Here's what I've found so far. If you see more, add 'em below. If I feel frisky, I'll add them to this list.

Dan Augustine's Halloween Hits ... Happy 15th Anniversary, Dan. Great mix this year.
Spock's Record Round-up ... He's got an 80's mix and a rare vegetable-based (or is it a fruit?) soundtrack. Stay tuned for more.
Professor D ... now with more movie clips. 
SAP ... Always quality mixes. Always. I see he picked a little something from my all-time favorite seasonal album at the end there.
Reverend Frost ... more quality stuff. Soundcloud, so not downloadable, but you'll get over it.
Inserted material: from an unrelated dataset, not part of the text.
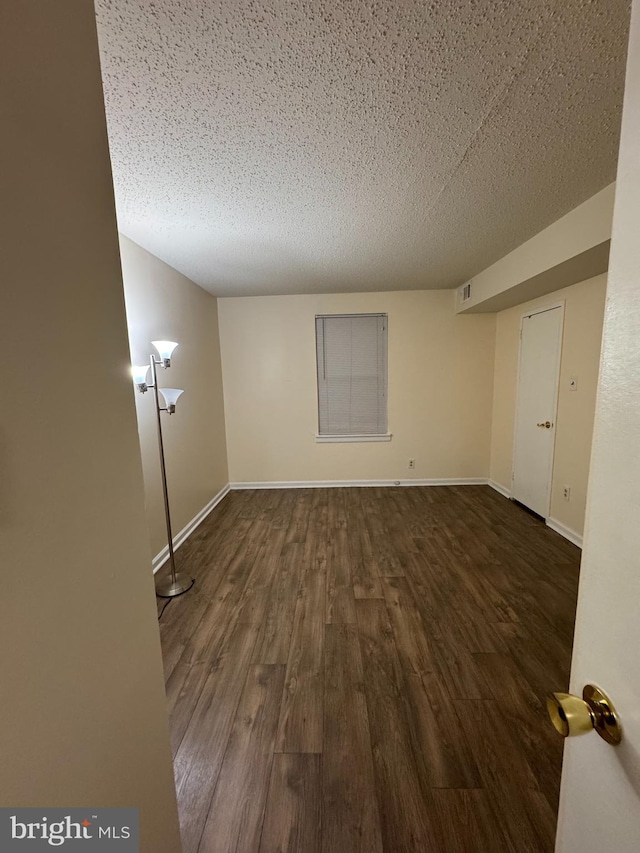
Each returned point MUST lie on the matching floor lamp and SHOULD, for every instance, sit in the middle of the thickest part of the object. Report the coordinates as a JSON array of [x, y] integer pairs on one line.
[[178, 582]]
Still nothing from Monster Mashups, but expecting something soon.
Keep your eyes peeled for stuff from Scary Sounds. 
Halloween Booootie mixtapes are pretty dang creative. Nothing new this year yet.

Here's my annual plug for my Uncle Ozma's Weirdsville radio station. I've been listening to it every October for years. Like, 13 or 14 years.

Of course, most of you kids are just listening to playlists on Spotify and nobody wants to download anything anymore. Get off my lawn!


----------



## chachabella (Jul 3, 2013)

I always download!! I am a music hoarder!


----------



## thegreg (Oct 9, 2011)

Hey, shameless plug. My old band has an awesome Halloween song:
https://youtu.be/ESfUHuXhSt0


----------



## Dinosaur1972 (Mar 28, 2007)

Awright, Rest in Pieces came out with another mix.

And so did Aquarium Drunkard.


----------



## kmeyer1313 (Jan 25, 2012)

Found one! 

https://bojospookymixtapes.bandcamp.com/

If I find any more in my travels, I'll throw them up on this thread....


----------



## Dinosaur1972 (Mar 28, 2007)

NIce find, kmeyer! He's got several fun mixes in there. Lots of stuff I've never heard of. Never thought I'd hear "Lovely Head" by Goldfrapp or "Stranger Eyes" by the Cars on a Halloween mix, but OK, it kinda works!


----------